US Senator Robert Byrd, a fiery orator versed in the classics and a power broker who steered billions of federal dollars to the state of his Depression-era upbringing, died yesterday. He was 92.
A spokesman for the family, Jesse Jacobs, said Byrd died peacefully at about 3am at Inova Hospital in Fairfax, Virginia. He had been in the hospital since late last week.
At first Byrd was believed to be suffering from heat exhaustion and dehydration, but other medical conditions developed. He had been in frail health for several years.
Byrd, a Democrat, was the longest-serving senator in history, holding his seat for more than 50 years. He was the Senate’s majority leader for six of those years and was third in the line of succession to the presidency, behind US House Speaker Nancy Pelosi.
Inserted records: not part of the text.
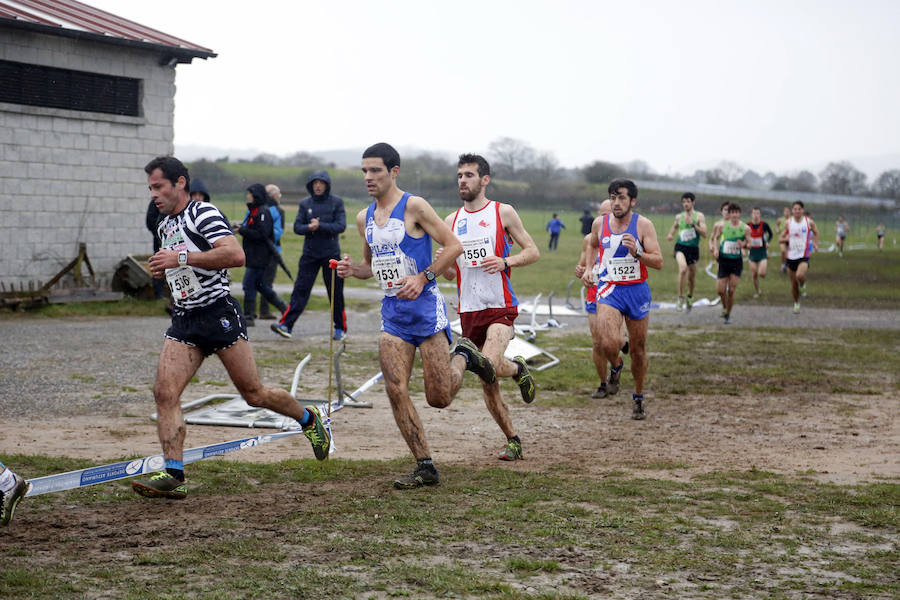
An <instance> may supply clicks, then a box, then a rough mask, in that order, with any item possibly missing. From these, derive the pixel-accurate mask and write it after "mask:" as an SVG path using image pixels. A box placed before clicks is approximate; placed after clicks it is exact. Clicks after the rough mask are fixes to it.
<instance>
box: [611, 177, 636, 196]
mask: <svg viewBox="0 0 900 600" xmlns="http://www.w3.org/2000/svg"><path fill="white" fill-rule="evenodd" d="M620 187H623V188H625V189H626V190H628V197H629V198H631V199H632V200H634V199H636V198H637V186H636V185H635V184H634V182H633V181H631V180H630V179H613V180H612V183H610V184H609V190H608V192H609V194H610V195H612V194H617V193H619V188H620Z"/></svg>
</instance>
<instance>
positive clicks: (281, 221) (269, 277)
mask: <svg viewBox="0 0 900 600" xmlns="http://www.w3.org/2000/svg"><path fill="white" fill-rule="evenodd" d="M266 194H267V196H268V200H269V212H270V213H271V214H272V218H273V219H275V222H274V226H275V250H277V252H278V254H273V255H272V256H271V257H270V259H269V264H268V266H267V267H266V273H265V275H264V279H265V282H266V285H267V286H269V287H272V286H273V285H274V284H275V274H276V273H277V272H278V260H279V259H280V258H281V235H282V234H283V233H284V209H283V208H281V189H280V188H279V187H278V186H277V185H275V184H274V183H270V184H269V185H267V186H266ZM280 317H281V315H278V316H275V315H274V314H272V311H271V310H270V309H269V302H268V301H267V300H266V297H265V296H263V297H261V298H260V299H259V318H260V319H268V320H274V319H278V318H280Z"/></svg>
US Senator Jay Rockefeller, a fellow West Virginian, said it was his “greatest privilege” to serve with Byrd.
“I looked up to him, I fought next to him, and I am deeply saddened that he is gone,” Rockefeller said.
In comportment and style, Byrd often seemed a throwback to the courtly 19th century. He could recite poetry, quote the Bible, discuss the Constitutional Convention and detail the Peloponnesian Wars — and frequently did in Senate debates.
Yet there was nothing courtly about his exercise of power.
Byrd was a master of the Senate’s bewildering rules and longtime chairman of the Senate Appropriations Committee, which controls a third of the US$3 trillion federal budget. He was willing to use both to reward friends and punish those he viewed as having slighted him.
“Bob is a living encyclopedia, and legislative graveyards are filled with the bones of those who underestimated him,” former House speaker Jim Wright once said in remarks Byrd later displayed in his office.
In 1971, Byrd ousted senator Edward Kennedy as the Democrats’ second in command. He was elected majority leader in 1976 and held the post until Democrats lost control of the Senate four years later. He remained his party’s leader through six years in the minority, then spent another two years as majority leader.
Byrd stepped aside as majority leader in 1989, when Democrats sought a more contemporary spokesman. His consolation price was the chairmanship of the Appropriations Committee, with control over almost limitless federal spending.
Within two years, he surpassed his five-year goal of making sure more than US$1 billion in federal funds was sent back to West Virginia, money used to build highways, bridges, buildings and other facilities, some named after him.
In 2006 vote, Byrd won an unprecedented ninth term in the Senate with 64 percent of the vote, just months after surpassing Strom Thurmond’s record as its longest-serving member.
But Byrd also seemed to slow after the death of Erma, his wife of almost 69 years, in 2006. Frail and wistful, he used two canes to walk. By last year, aides were bringing him to and from the Senate floor in a wheelchair.
In November last year, he surrendered his chairmanship of the Appropriations Committee.
Byrd’s lodestar was protecting the Constitution; he frequently pulled out a dog-eared copy of it.
Unlike other prominent Senate Democrats who voted to authorize the war in Iraq, Byrd stood firm in opposition.
“The people are becoming more and more aware that we were hoodwinked, that the leaders of this country misrepresented or exaggerated the necessity for invading Iraq,” Byrd said.